Catch Her Death is one of Melinda Leigh’s romantic suspense novels, possibly part of her Bree Taggert series or one of her other connected investigative franchises. Leigh has built one of the more reliable catalogues in modern romantic suspense, with multiple ongoing series including the She Can series, the Midnight series, the Morgan Dane series, the Scarlet Falls series, and the Bree Taggert series, all set in the same broader upstate New York region and occasionally featuring crossover characters between series.
The central question in Leigh’s romantic suspense novels is reliably both a procedural mystery and an emotional one. The female lead is usually a capable woman in a difficult professional situation, often working in some form of investigation or law enforcement. The male lead is usually a competent and respectful man whose cooperation with the female lead develops into a slow building romance even as the case grows more dangerous. The catch her death framing in this novel suggests a pursuit and protection plot, with the heroine in some kind of escalating danger and the hero working to figure out what is actually happening before it is too late.

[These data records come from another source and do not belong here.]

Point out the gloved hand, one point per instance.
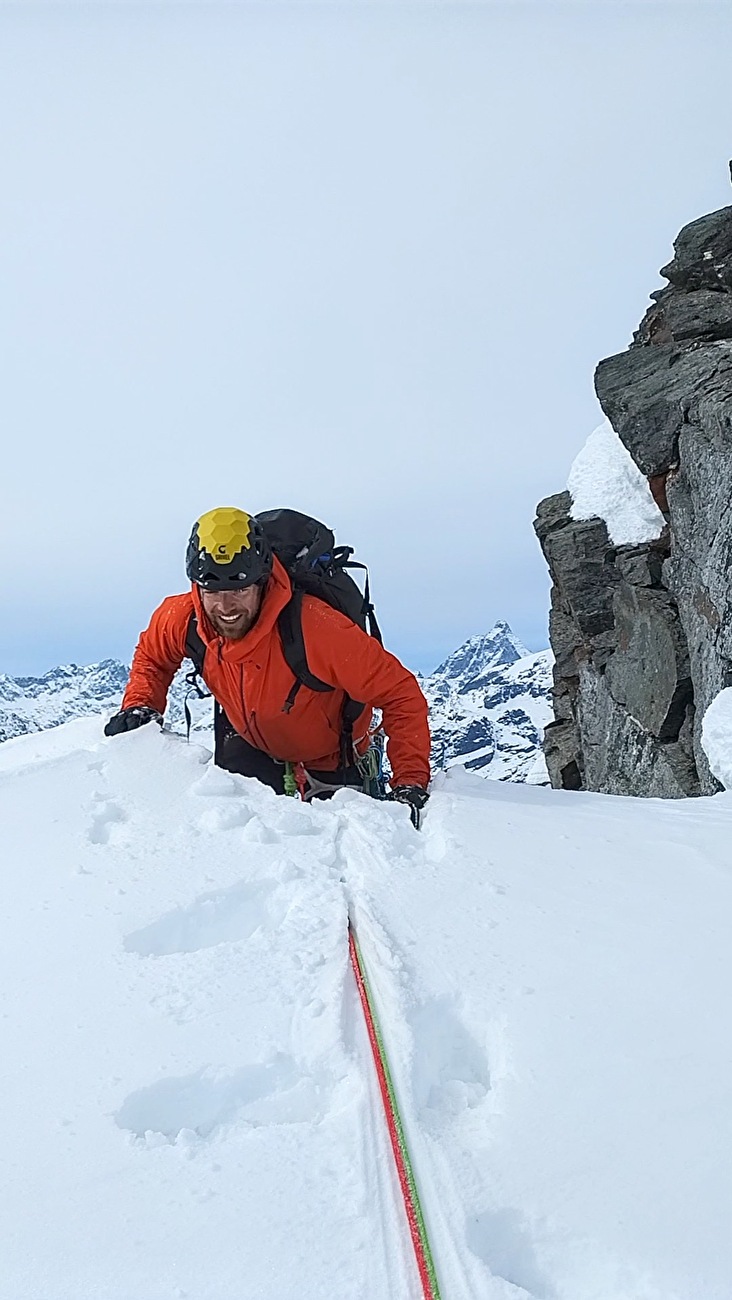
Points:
(129, 719)
(415, 796)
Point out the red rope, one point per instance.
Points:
(392, 1125)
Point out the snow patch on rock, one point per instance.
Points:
(717, 737)
(605, 482)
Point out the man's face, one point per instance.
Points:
(232, 614)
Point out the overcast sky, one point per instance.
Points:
(359, 260)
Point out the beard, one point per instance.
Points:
(233, 629)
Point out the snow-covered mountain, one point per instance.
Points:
(489, 702)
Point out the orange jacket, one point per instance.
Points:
(251, 680)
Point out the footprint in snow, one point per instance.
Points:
(503, 1240)
(225, 917)
(272, 1092)
(450, 1073)
(105, 822)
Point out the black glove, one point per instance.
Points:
(129, 719)
(415, 796)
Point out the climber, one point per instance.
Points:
(269, 722)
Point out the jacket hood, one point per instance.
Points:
(276, 596)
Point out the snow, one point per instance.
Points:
(605, 482)
(190, 1099)
(717, 737)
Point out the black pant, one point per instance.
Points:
(237, 755)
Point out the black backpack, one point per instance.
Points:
(316, 567)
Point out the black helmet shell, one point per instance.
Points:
(228, 550)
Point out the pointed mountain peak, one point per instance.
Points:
(477, 654)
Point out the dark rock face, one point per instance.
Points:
(642, 635)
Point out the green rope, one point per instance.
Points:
(401, 1134)
(289, 780)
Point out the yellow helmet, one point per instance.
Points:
(228, 550)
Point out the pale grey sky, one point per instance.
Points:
(360, 260)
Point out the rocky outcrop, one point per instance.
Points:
(642, 635)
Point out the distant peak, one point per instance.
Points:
(483, 651)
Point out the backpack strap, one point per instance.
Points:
(290, 625)
(195, 651)
(195, 646)
(369, 612)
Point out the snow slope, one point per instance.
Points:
(190, 1100)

Melinda Leigh’s strength as a romantic suspense writer is the consistent quality of her plotting. Her female leads are usually capable women in difficult situations rather than damsels in distress. Her male leads are competent and respectful in ways that do not undercut the actual threat the antagonist poses. And her resolutions tend to feel earned because the obstacles she sets up are genuine ones that have to be addressed rather than waved away.
Leigh handles the suspense and romance balance with practiced confidence. The procedural elements are solid, the upstate New York settings are rendered with enough detail to feel real, and the emotional beats land because she takes her characters’ interior lives seriously. Her novels work both as standalone entries and as parts of her larger ongoing universe, with readers who follow her work over time getting the additional pleasure of recognizing recurring characters and connecting plot threads across series.
For readers who enjoy Karen Rose, Allison Brennan, or the romantic suspense end of Catherine Coulter’s catalogue, Melinda Leigh is squarely in the same neighborhood. Catch Her Death is a comfortable read for fans of the genre.